Asked if they lemurs would eventually be taken back to Madagascar, Mr Branson said “I don’t think the people would want to let the lemurs go now that they are here. If one day we can build a... park and one day Madagascar gets a Government they deserve, which protects the rainforest, then they would start re-introducing some of the babies in the years to come.”
Meanwhile, Mr Branson continues to take much flak from conservation experts over his planned lemur breeding programme for Moskito Island.
Reuters recently published an article where a conservation expert said Mr Branson’s apparently well-intentioned plan could be an ecological disaster.
"I do think it's a bad idea ... we have experience over and over and over again that when you transplant organisms from one part of the Earth to another part of the Earth the results are usually bad," Reuters quoted Anne D. Yoder, a lemur expert and director of the Duke Lemur Center in North Carolina, as saying to them.

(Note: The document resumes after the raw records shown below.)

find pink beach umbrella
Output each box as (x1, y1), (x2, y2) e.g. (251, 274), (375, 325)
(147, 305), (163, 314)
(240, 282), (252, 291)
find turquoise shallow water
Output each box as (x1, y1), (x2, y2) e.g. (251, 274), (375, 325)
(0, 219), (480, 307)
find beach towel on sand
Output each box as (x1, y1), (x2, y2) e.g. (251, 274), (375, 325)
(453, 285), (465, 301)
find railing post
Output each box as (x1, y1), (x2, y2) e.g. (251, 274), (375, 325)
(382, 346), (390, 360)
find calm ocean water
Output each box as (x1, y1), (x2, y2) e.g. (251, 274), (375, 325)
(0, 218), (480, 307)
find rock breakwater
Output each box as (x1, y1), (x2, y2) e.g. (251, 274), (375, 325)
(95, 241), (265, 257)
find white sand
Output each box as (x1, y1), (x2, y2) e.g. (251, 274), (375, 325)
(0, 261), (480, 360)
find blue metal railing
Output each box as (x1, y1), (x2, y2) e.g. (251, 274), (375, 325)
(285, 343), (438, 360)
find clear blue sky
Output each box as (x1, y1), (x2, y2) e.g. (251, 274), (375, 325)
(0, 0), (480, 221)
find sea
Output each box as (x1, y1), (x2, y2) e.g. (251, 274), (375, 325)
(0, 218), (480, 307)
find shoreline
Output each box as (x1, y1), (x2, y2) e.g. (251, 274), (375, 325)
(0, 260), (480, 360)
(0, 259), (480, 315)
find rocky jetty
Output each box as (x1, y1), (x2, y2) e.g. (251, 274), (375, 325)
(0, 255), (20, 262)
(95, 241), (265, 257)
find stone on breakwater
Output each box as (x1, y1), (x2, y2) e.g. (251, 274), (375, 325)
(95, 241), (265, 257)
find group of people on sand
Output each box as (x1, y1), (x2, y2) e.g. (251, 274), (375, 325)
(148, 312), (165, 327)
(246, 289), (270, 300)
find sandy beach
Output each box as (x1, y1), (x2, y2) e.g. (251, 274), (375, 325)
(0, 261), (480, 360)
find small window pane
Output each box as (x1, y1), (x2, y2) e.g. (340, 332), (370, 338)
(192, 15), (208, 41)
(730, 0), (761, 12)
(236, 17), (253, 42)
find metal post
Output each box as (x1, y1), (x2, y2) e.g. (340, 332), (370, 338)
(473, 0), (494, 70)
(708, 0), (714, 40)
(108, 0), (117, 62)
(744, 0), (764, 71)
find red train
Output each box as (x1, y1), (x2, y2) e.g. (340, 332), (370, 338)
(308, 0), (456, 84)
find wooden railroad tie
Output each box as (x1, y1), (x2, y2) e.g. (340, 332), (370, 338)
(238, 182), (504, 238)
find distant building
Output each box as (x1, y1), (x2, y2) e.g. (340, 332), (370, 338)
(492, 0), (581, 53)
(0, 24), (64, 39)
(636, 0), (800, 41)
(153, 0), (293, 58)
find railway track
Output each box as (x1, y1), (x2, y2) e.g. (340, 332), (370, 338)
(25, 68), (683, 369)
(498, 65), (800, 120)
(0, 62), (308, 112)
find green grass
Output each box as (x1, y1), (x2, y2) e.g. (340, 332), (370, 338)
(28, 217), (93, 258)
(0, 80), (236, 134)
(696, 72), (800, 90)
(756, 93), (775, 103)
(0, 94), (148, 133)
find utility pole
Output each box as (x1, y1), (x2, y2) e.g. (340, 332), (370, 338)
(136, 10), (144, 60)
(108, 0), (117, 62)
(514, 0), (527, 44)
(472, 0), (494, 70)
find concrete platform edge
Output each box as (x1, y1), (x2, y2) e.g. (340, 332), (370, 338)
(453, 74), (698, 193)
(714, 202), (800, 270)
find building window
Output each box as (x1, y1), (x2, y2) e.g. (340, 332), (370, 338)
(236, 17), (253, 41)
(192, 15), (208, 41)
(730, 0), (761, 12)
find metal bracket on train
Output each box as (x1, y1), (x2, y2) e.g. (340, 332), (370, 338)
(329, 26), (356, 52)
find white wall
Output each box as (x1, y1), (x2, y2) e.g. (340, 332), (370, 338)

She said that Branson, instead of trying to set up a new island home for the lemurs on Moskito, would do better to donate resources to trying to protect and preserve their natural but severely endangered habitat on Madagascar.
"Everything in Madagascar is pretty unique to Madagascar, so there are no parallel universes on planet Earth ... that's part of the problem. That's why the solutions need to be implemented in Madagascar not in other places," Yoder further told Reuters.
“She said she understood that Mr Branson, like conservationists around the world, was probably feeling "desperation" to try to help the endangered lemurs, but she believed his resettlement plan was not the answer,” Reuters stated.
“What we are trying to do is to get them from the zoos where they are not breeding because they do not have enough space, give them some space and set up a breeding programme so that future generations will be able to see these beautiful creatures and make sure they don’t disappear from the earth, Mr Branson told the Morning Ride Show.